Constraining the size of the dark region around the M87 black hole by space-VLBI observations

TL;DR

Next-generation space VLBI observations, like VSOP-2, could directly image the accretion flow around the M87 black hole, revealing asymmetries and potentially measuring black hole spin, thus testing accretion disk theories.

Contribution

This study demonstrates the feasibility of detecting the black hole's shadow and spin around M87 with future space VLBI, considering various physical and observational parameters.

Findings

Asymmetric intensity profiles can be detected if electron temperature profiles are favorable.

A deficit in observed intensity indicates the size of the gravitational radius exceeds 1.5 microarcseconds.
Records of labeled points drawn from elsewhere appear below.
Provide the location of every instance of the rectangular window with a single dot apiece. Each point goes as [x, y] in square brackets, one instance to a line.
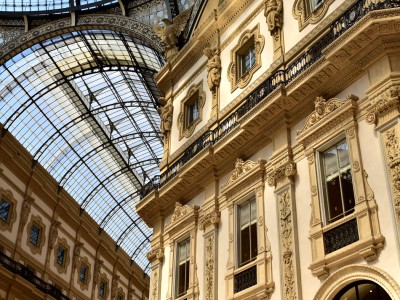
[35, 235]
[247, 218]
[337, 182]
[182, 272]
[102, 289]
[83, 273]
[60, 256]
[4, 210]
[192, 109]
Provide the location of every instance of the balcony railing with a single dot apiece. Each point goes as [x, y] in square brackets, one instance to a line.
[280, 78]
[27, 274]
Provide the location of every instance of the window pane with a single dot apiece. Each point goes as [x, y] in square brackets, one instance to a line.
[4, 210]
[60, 256]
[82, 273]
[34, 238]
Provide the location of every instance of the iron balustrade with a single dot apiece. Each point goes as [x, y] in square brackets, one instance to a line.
[341, 236]
[279, 78]
[23, 271]
[245, 279]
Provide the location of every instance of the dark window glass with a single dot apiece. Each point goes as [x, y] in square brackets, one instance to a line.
[337, 182]
[35, 235]
[4, 210]
[248, 59]
[60, 256]
[183, 267]
[82, 273]
[362, 290]
[247, 232]
[192, 110]
[102, 289]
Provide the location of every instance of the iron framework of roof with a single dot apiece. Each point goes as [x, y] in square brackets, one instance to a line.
[84, 105]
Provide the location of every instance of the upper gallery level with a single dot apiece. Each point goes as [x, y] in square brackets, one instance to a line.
[273, 55]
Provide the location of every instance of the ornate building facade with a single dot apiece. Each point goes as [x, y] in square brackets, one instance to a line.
[277, 143]
[280, 172]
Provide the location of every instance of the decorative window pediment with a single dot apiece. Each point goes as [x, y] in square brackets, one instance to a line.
[61, 255]
[310, 11]
[344, 221]
[249, 253]
[245, 58]
[191, 111]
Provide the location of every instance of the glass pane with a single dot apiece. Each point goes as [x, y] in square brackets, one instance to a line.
[4, 210]
[60, 256]
[347, 190]
[244, 246]
[349, 295]
[82, 273]
[244, 215]
[330, 163]
[254, 247]
[34, 238]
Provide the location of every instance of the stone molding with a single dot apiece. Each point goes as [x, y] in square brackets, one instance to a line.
[62, 242]
[237, 80]
[186, 130]
[331, 121]
[37, 221]
[299, 12]
[352, 273]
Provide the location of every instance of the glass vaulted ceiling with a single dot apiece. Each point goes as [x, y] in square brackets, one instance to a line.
[53, 6]
[83, 104]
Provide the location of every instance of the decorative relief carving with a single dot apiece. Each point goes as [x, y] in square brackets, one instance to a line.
[179, 211]
[97, 269]
[154, 254]
[170, 33]
[213, 217]
[77, 252]
[286, 231]
[186, 130]
[384, 101]
[301, 12]
[6, 195]
[209, 268]
[241, 168]
[25, 211]
[36, 222]
[237, 80]
[288, 169]
[53, 235]
[62, 243]
[324, 108]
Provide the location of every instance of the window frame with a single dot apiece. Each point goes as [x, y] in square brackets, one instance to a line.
[321, 181]
[195, 94]
[250, 37]
[332, 121]
[37, 222]
[245, 183]
[182, 227]
[62, 243]
[7, 196]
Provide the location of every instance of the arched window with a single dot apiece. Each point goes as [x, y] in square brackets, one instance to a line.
[362, 290]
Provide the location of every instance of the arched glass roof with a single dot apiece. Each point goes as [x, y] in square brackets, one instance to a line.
[83, 104]
[54, 6]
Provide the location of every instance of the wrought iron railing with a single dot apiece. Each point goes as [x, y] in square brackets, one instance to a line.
[27, 274]
[280, 78]
[245, 279]
[341, 236]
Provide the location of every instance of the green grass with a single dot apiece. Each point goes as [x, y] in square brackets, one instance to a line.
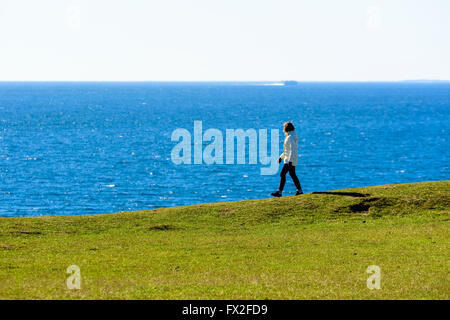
[315, 246]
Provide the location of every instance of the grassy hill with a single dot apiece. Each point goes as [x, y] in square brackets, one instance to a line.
[314, 246]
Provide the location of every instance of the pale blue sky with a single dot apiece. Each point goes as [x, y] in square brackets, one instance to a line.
[196, 40]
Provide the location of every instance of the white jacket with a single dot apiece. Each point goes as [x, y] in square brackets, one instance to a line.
[290, 148]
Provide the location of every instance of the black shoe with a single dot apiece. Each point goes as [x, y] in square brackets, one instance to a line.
[276, 194]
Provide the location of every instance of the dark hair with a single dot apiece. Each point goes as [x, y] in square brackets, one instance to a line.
[288, 126]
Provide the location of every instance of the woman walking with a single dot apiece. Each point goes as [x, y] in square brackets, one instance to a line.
[290, 159]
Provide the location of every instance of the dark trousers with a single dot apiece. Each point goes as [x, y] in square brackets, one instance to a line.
[291, 169]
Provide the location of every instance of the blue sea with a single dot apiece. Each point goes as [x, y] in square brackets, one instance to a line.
[90, 148]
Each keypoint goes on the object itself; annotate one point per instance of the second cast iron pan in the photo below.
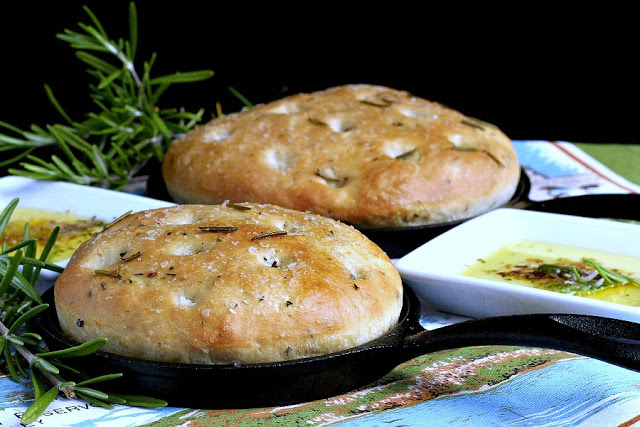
(290, 382)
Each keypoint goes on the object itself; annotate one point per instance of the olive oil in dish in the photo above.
(565, 269)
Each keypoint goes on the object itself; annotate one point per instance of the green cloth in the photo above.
(623, 159)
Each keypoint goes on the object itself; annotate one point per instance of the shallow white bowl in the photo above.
(81, 200)
(434, 270)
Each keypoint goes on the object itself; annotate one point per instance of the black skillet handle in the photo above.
(620, 206)
(611, 340)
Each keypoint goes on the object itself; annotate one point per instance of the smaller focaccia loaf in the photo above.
(367, 155)
(228, 283)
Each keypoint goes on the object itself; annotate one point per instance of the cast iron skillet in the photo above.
(284, 383)
(399, 241)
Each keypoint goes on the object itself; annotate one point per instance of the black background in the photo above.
(536, 71)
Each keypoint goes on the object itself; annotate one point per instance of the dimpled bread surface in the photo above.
(228, 283)
(367, 155)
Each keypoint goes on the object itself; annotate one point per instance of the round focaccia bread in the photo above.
(367, 155)
(228, 283)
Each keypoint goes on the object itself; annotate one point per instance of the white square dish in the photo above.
(81, 200)
(434, 270)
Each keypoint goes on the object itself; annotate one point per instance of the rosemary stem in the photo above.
(30, 357)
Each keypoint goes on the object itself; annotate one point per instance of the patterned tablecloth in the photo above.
(474, 386)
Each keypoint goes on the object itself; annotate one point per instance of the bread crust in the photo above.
(282, 285)
(368, 155)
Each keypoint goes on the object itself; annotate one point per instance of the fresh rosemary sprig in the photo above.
(109, 147)
(577, 281)
(21, 351)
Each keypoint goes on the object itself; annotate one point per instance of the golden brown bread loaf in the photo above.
(228, 284)
(367, 155)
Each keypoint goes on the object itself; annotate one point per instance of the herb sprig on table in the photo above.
(22, 352)
(107, 148)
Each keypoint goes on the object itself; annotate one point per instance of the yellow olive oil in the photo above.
(74, 230)
(563, 269)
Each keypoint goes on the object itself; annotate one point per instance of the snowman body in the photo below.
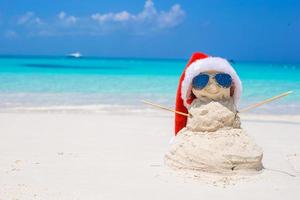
(211, 138)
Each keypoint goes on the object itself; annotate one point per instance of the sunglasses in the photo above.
(222, 79)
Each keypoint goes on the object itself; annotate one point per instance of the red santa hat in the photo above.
(200, 62)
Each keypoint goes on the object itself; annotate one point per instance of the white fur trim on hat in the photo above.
(208, 64)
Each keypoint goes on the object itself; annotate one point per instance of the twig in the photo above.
(265, 101)
(164, 108)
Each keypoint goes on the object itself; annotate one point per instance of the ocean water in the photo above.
(51, 82)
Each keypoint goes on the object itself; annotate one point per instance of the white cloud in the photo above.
(149, 14)
(148, 20)
(29, 18)
(171, 18)
(68, 19)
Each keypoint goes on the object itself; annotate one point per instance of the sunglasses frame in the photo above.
(213, 76)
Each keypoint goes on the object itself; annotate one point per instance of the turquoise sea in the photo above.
(34, 81)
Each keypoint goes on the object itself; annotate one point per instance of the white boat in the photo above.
(74, 55)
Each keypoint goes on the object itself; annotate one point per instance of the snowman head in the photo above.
(212, 85)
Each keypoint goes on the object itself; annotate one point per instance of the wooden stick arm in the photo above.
(264, 102)
(241, 111)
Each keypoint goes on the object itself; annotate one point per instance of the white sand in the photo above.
(89, 156)
(213, 141)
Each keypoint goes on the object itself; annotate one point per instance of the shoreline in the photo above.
(92, 155)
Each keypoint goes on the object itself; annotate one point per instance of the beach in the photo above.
(119, 155)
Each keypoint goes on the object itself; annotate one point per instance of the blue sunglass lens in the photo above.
(223, 79)
(200, 81)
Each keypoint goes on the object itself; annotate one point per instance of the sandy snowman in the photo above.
(211, 139)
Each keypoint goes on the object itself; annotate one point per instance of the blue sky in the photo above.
(243, 30)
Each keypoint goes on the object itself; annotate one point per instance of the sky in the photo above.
(253, 30)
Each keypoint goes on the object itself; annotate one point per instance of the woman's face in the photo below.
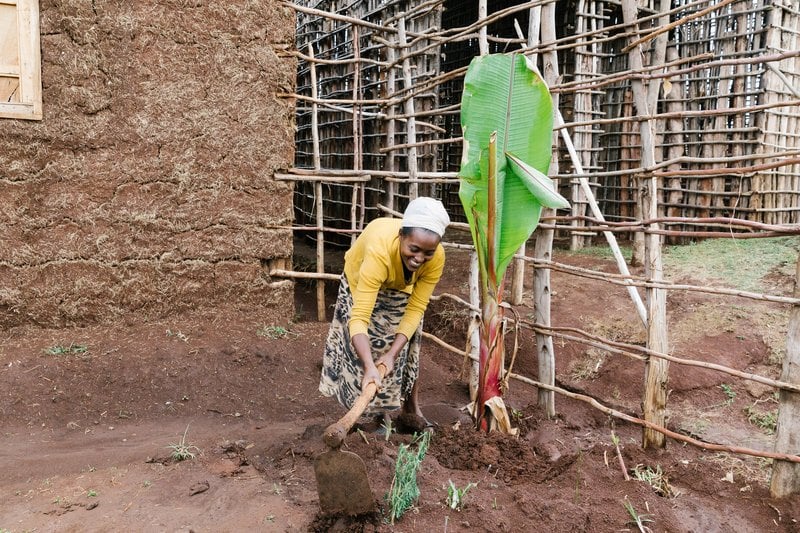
(417, 247)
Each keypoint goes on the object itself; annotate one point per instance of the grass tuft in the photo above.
(404, 491)
(655, 478)
(72, 349)
(183, 451)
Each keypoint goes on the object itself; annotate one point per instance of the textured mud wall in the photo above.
(148, 187)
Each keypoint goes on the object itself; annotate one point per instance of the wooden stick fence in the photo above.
(650, 144)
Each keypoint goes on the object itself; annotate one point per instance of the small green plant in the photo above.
(638, 519)
(455, 496)
(276, 332)
(404, 490)
(730, 394)
(655, 478)
(72, 349)
(178, 335)
(182, 451)
(767, 421)
(388, 428)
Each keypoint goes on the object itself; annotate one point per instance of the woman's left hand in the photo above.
(386, 360)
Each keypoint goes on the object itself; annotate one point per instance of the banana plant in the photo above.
(507, 123)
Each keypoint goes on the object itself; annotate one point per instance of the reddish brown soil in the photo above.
(85, 437)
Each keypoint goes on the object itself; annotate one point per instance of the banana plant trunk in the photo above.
(507, 121)
(492, 357)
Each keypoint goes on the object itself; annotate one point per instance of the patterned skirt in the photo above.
(342, 370)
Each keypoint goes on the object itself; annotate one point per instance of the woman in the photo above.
(389, 275)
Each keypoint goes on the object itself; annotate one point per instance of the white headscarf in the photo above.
(427, 213)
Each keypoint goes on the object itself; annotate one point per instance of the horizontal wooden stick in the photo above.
(629, 418)
(278, 273)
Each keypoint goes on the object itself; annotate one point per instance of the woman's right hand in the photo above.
(371, 374)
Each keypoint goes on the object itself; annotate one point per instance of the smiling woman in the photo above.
(389, 275)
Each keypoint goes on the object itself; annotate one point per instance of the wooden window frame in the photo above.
(29, 106)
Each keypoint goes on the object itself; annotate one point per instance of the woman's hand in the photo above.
(371, 374)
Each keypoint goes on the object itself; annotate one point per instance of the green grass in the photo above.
(182, 451)
(767, 421)
(734, 263)
(276, 332)
(72, 349)
(455, 495)
(404, 491)
(654, 477)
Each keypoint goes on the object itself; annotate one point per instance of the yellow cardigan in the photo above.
(373, 263)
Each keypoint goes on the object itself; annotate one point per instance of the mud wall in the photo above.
(148, 186)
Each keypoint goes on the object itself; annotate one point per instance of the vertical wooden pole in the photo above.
(358, 188)
(475, 330)
(656, 369)
(358, 126)
(518, 271)
(483, 41)
(391, 124)
(785, 479)
(411, 123)
(321, 315)
(544, 242)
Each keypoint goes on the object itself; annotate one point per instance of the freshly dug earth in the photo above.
(92, 416)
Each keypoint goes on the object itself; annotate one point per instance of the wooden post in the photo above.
(475, 330)
(321, 315)
(483, 41)
(411, 124)
(518, 265)
(358, 188)
(785, 479)
(544, 241)
(656, 369)
(391, 124)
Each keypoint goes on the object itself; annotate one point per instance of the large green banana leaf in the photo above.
(503, 93)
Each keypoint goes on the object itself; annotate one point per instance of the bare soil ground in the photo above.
(86, 433)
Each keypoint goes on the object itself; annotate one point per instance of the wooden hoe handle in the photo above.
(335, 433)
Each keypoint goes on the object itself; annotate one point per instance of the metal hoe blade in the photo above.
(342, 483)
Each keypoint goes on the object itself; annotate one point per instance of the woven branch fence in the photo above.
(676, 121)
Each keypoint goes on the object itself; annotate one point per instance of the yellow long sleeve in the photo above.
(373, 263)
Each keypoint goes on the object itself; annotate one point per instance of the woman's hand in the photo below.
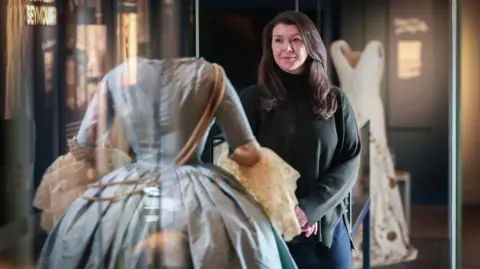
(308, 229)
(248, 154)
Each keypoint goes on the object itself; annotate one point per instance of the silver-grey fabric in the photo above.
(205, 216)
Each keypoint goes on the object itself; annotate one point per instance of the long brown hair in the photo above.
(269, 78)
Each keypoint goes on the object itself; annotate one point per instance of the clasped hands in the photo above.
(308, 229)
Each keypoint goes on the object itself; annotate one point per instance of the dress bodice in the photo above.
(360, 76)
(362, 72)
(159, 106)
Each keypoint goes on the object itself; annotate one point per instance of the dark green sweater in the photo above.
(326, 153)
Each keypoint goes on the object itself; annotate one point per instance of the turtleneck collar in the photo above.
(295, 84)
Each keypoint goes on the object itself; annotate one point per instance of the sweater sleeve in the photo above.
(250, 101)
(339, 180)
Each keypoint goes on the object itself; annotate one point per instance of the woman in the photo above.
(296, 112)
(156, 211)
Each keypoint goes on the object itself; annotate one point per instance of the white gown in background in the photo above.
(360, 74)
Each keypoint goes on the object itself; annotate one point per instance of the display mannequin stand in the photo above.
(360, 74)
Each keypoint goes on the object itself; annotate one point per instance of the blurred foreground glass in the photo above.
(56, 54)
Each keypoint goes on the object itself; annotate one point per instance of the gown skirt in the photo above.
(204, 217)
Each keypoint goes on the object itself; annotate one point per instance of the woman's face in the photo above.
(288, 48)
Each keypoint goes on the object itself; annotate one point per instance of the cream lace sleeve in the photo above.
(272, 183)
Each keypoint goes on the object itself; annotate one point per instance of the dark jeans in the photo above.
(310, 254)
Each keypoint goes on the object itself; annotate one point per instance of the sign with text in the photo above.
(411, 64)
(40, 12)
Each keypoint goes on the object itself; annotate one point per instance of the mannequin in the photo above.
(360, 74)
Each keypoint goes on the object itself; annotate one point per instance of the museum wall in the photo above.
(3, 39)
(420, 146)
(470, 98)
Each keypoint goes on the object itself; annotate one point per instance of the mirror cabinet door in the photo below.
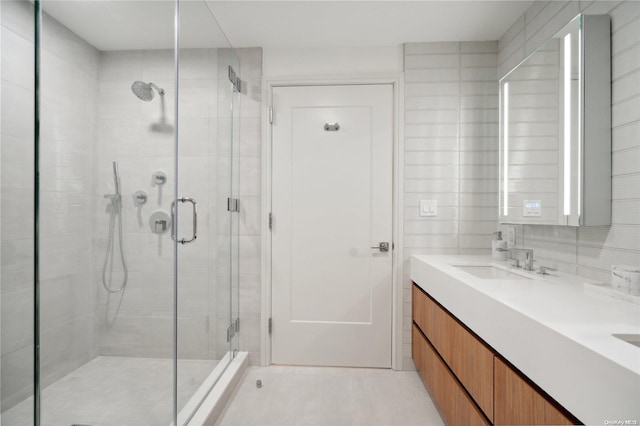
(555, 166)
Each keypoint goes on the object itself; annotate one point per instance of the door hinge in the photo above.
(233, 328)
(233, 204)
(235, 80)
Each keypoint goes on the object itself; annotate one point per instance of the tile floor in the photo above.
(114, 391)
(322, 396)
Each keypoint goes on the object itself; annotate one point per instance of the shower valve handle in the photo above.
(194, 204)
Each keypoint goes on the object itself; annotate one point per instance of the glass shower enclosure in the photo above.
(119, 178)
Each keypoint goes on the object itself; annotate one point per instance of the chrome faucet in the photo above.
(528, 257)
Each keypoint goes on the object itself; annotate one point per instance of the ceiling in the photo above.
(147, 24)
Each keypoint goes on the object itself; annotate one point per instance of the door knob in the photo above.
(383, 247)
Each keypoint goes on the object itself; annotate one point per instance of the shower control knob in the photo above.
(159, 222)
(140, 198)
(159, 178)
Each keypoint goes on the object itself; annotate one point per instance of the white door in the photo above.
(332, 188)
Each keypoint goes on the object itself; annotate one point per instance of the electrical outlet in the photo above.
(511, 235)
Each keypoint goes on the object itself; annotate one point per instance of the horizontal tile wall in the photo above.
(590, 252)
(450, 154)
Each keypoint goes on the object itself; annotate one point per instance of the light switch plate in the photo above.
(532, 208)
(511, 235)
(428, 207)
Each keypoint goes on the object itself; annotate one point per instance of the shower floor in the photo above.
(115, 391)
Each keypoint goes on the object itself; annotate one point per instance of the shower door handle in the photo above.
(194, 204)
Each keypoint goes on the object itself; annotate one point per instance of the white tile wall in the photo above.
(91, 118)
(65, 168)
(450, 152)
(590, 252)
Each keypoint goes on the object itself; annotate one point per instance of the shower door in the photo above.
(207, 262)
(119, 255)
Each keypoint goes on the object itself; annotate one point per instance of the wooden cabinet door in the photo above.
(469, 359)
(519, 403)
(455, 406)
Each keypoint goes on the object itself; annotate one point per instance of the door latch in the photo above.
(383, 247)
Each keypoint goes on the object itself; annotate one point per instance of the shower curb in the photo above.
(214, 404)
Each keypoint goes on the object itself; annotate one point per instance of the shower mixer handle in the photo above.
(194, 204)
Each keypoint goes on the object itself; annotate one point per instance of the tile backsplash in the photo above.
(450, 153)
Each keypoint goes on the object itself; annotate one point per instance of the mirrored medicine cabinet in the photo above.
(555, 130)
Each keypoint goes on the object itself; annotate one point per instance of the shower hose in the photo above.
(116, 210)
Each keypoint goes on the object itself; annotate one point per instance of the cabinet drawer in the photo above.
(519, 403)
(455, 406)
(469, 359)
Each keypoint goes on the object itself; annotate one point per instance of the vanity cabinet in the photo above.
(519, 403)
(469, 381)
(455, 405)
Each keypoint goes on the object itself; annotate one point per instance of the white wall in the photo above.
(450, 153)
(68, 95)
(591, 251)
(336, 62)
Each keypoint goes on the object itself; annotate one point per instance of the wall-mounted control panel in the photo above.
(532, 208)
(428, 207)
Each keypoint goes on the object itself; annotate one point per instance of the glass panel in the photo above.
(235, 193)
(106, 254)
(16, 211)
(205, 153)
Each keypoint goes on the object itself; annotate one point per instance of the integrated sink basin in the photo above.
(489, 272)
(634, 339)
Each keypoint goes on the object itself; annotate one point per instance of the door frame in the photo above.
(397, 315)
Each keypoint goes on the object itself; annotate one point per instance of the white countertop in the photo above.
(554, 329)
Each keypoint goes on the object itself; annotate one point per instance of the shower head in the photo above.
(144, 91)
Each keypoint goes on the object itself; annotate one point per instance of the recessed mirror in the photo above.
(555, 130)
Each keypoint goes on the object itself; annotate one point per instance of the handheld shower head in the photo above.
(144, 91)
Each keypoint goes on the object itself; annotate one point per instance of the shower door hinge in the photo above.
(235, 80)
(233, 204)
(233, 329)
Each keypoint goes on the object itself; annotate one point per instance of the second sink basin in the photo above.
(488, 272)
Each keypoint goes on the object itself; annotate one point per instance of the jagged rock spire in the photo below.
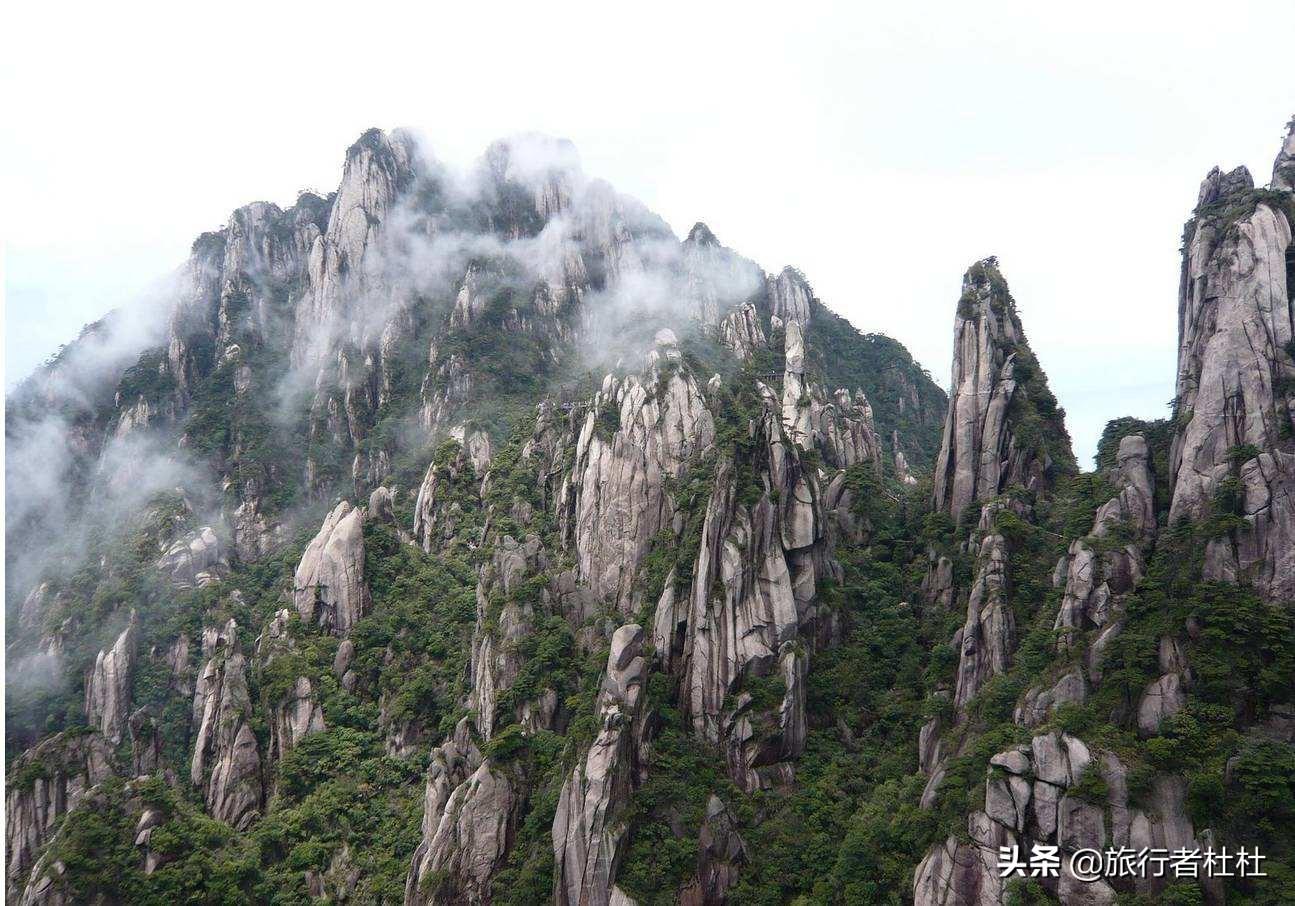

Black hole spin can be measured if the disk's inner edge is at the ISCO.

Abstract

In order to examine if the next generation space VLBI,such as VSOP-2 (VLBI Space Observatory Programme-2), will make it possible to obtain direct images of the accretion flow around the M87 black hole, we calculate the expected observed images by the relativistic ray-tracing simulations under the considerations of possible observational errors. We consider various cases of electron temperature profiles, as well as a variety of the distance, mass, and spin of the M87 black hole. We find it feasible to detect an asymmetric intensity profile around the black hole caused by rapid disk rotation, as long as the electron temperature does not steeply rises towards the black hole, as was predicted by the accretion disk theory and the three dimensional magnetohydrodynamic simulations. Further, we can detect a deficit in the observed intensity around the black hole when the apparent size of the gravitational radius is larger than $\gtrsim 1.5 \mu$ arcseconds. In the cases that the inner edge of the disk is located at the radius of the innermost stable circular orbit (ISCO), moreover, even the black hole spin will be measured. We also estimate the required signal-to-noise ratio $\mathcal{R}_{\rm SN}$ for achieving the scientific goals mentioned above, finding that it should be at least 10 at 22 GHz. To conclude, direct mapping observations by the next generation space VLBI will provide us a unique opportunity to provide the best evidence for the presence of a black hole and to test the accretion disk theory.